Kerala Iyers

Regions with significant populations
- Palakkad district, Kerala Travancore Region (Thiruvananthapuram district, Alappuzha district), Kerala Thrissur district, Kerala Ernakulam district, Kerala Calicut district, Kerala^{[citation needed]}

Languages
- Tamil, Malayalam, Sanskrit

Religion
- Hinduism

Related ethnic groups
- Iyers, Namboothiris, Tamil Brahmin

= Kerala Iyer =

Brahmin subcaste

Kerala Iyers, Pattars or Bhattars are Tamil Brahmins of the Indian state of Kerala; people who were residents in the Kerala region. The word "Pattar" originated from the Sanskrit word "Bhat", which is a common surname of Northern Brahmin Clans. The community consists of two groups: the Palakkad Iyers and the Iyers of the Cochin and Travancore regions.

Kerala Iyers, like the Iyers of Tamil Nadu and the Nambudiris of Kerala, belonged to the Pancha-Dravida classification of India's Brahmin community. They mostly belonged to the Vadama and Brahacharanam sub-sects.
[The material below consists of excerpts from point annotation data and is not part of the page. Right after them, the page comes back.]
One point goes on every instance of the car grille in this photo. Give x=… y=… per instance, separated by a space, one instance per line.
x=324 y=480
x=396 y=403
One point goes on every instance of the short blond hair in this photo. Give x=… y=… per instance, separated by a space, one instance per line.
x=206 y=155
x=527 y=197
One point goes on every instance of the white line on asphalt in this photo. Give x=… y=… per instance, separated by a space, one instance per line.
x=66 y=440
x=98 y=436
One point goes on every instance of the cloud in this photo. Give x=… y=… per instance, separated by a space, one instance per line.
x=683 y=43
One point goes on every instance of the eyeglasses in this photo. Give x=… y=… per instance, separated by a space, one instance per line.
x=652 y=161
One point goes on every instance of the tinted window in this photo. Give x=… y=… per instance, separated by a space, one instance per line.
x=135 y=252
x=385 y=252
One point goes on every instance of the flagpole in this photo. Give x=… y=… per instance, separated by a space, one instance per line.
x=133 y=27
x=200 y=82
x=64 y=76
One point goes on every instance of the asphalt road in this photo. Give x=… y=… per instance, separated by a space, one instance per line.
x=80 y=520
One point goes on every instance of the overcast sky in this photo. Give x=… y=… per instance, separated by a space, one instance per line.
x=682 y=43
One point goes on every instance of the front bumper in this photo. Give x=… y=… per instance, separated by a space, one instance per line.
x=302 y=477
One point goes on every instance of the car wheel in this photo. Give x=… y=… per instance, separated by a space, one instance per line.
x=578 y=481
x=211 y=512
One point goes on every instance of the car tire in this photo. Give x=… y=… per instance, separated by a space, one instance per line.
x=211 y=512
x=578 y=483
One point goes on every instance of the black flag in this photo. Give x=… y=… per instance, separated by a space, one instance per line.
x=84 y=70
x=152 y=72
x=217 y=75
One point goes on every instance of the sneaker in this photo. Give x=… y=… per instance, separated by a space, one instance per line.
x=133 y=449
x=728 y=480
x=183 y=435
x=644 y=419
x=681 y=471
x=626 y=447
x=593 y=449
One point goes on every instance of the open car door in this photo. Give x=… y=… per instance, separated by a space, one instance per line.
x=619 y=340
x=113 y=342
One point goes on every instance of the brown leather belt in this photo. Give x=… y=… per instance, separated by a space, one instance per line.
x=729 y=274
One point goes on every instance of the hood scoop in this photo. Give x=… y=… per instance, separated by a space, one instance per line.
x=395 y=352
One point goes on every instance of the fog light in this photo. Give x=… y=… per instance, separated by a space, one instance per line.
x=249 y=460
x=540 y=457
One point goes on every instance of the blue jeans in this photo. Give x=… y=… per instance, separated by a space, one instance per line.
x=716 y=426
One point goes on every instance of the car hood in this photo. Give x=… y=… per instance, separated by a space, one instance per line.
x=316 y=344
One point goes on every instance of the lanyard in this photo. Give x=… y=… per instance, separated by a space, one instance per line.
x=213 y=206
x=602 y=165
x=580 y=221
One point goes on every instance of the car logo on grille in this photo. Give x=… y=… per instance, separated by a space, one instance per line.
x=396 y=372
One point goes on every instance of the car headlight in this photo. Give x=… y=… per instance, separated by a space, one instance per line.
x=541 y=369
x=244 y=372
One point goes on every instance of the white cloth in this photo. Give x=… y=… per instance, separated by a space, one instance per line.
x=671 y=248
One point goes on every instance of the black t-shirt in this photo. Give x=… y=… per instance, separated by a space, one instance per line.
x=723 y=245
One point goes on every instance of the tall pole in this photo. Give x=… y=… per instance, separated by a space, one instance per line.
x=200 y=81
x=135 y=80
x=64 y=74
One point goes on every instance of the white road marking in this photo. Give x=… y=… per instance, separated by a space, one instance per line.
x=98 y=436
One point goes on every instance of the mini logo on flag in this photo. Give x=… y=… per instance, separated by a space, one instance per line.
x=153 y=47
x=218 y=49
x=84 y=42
However, Iyers (like other Tamil Brahmins) are not recruited as the priest (shanthi) in Kerala temples which followed Tantric rituals. So Iyers being Vedic scholars built their own temples in their Agraharams to conduct puja, since they followed different rituals and not the Tantric rituals of the Nambudiris.

== Brahmana Samooham ==
Where ever they settled, the Kerala Iyers lived together in communities. The settlement consisting of array of houses and other amenities developed by Tamil Brahmins in Kerala came to be known as Agraharam as in other parts of South India. Each Agraharam consist of two rows of houses facing each other. There is no courtyard but only common street. Several such Agraharams together form an organization called "Samooham".

== Palakkad Iyers ==
The Palakkad Iyers are the Iyers, who settled in today's Palakkad region centuries before, during the rule of the Palakkad Kings. Their mother tongue is Tamil and they speak Malayalam outside their homes. The Palakkad Iyers were greatly affected by the Kerala Agrarian Relations Bill, (repealed in 1961 and substituted by The Kerala Land Reforms Act, 1963) which abolished the tenancy system.

== Travancore Iyers ==
During the rule of Travancore kings, many Iyers (Tamil Brahmins) migrated to Thiruvananthapuram. Tamil Iyers migrated mostly from Tirunelveli to Thiruvananthapuram. The ancestors of the Thiruvananthapuram Iyers were brought from “Brahmadesam" (a village in Ambasamudram Taluk of Modern day Tirunelveli District in Tamil Nadu) by the Travancore Kings, to take part in the “Mura Japam” ritual of Sri Padmanabhaswamy temple. The Mura Japam ritual is a ritual where Brahmins with Sanskrit Veda knowledge participate.
The migration continued for decades, and thus Iyer population is concentrated around this temple in Thiruvananthapuram.They were given agraharams around the temple and the fort, as well as in Karamana Agraharam and Chalai Agraharam.

== Notable people ==

- Ulloor S Parameswara Iyer
- Vidya Balan
- Chembai Vaidyanatha Bhagavatar
- V. Dakshinamoorthy
- Ranjani-Gayatri
- Hariharan
- Apsara Iyer
- Divya S. Iyer
- Palghat Mani Iyer
- Shreyas Iyer
- Jayaram
- Ajith Kumar
- Shankar Mahadevan
- Priyamani
- Vivek Ramaswamy
- Malayattoor Ramakrishnan
- R. S. Krishnan
- TN Seshan
- M. S. Thripunithura
- Trisha Krishnan
- V. R. Krishna Iyer

== Organization ==
The Kerala Brahmana Sabha is the apex organization of Kerala Iyers.